Anyone’s who ever built a sand castle could tell you that one of the hardest things about life is that the world seems indifferent to your desires. You can keep rebuilding your sandcastle for as long as you like and the ocean will just keep smashing it down.
But the idea of a indifferent universe is hard for human beings to swallow. We like to think we’re a bit more important than that. So, for many sandcastle builders, the idea of an indifferent universe is replaced by a cruel one. You know, where the universe actually wants to make you suffer.
And if you do believe, as many of the Romantics of the 19th Century did, that the universe is essentially hostile then you can easily end up spending your life fighting a one-woman war against reality. This is what we find Beth Ditto doing in The Gossip’s song, ‘Heavy Cross’.
Historically, when people have found themselves faced with a meaningless universe, they’ve invented religions and the Romantics were no different. In Richard Wagner’s opera – Tristan and Isolde; Tristan, the hero gives up on reality for good. To him, life is so pointless as to resemble a foolish dream, an illusion which will past. But he can afford to say this because he’s found something better. No, not Jesus but romantic love.

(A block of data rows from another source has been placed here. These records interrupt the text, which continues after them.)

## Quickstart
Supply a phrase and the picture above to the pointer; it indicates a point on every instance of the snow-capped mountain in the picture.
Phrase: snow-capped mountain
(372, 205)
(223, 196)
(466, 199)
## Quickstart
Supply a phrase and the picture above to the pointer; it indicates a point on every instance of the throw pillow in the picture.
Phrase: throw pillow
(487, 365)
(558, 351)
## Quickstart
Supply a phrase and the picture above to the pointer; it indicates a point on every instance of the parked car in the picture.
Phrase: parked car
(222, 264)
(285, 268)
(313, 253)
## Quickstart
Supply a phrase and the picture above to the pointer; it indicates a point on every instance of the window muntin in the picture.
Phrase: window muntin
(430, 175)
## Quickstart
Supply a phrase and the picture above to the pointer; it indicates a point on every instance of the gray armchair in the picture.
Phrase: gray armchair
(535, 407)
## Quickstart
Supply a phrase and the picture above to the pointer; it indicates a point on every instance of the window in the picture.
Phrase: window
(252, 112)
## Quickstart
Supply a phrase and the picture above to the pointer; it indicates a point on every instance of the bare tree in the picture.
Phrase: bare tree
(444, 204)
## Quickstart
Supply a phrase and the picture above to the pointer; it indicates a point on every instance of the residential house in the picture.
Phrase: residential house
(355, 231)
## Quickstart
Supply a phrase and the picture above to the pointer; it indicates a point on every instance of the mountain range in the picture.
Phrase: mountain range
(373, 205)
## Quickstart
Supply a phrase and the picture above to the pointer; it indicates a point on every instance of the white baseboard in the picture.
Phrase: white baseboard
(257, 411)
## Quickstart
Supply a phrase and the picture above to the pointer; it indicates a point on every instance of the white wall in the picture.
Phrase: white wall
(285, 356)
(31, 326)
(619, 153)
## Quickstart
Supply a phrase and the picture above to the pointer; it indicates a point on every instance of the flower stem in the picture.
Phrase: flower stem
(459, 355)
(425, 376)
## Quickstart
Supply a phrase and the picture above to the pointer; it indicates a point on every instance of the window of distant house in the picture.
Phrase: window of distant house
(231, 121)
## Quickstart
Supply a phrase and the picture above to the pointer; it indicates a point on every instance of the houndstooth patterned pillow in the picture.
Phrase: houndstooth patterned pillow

This was in many ways a brand new kind of 19th Century love. In romantic love, the loved one becomes a personification of the possibility of happiness. And love becomes the means by which the lovers can transcend their meaningless world.
It’s almost like the old romantic dilemma; the individual against reality has been re-written for two — the odds are still against them but when they’re beaten, their deaths can be seen as sacrifices to an ideal. As is the case in ‘Tristan and Isolde’, or ‘Heroes’ by David Bowie, or Peter Cetera’s, ‘The Glory of Love’.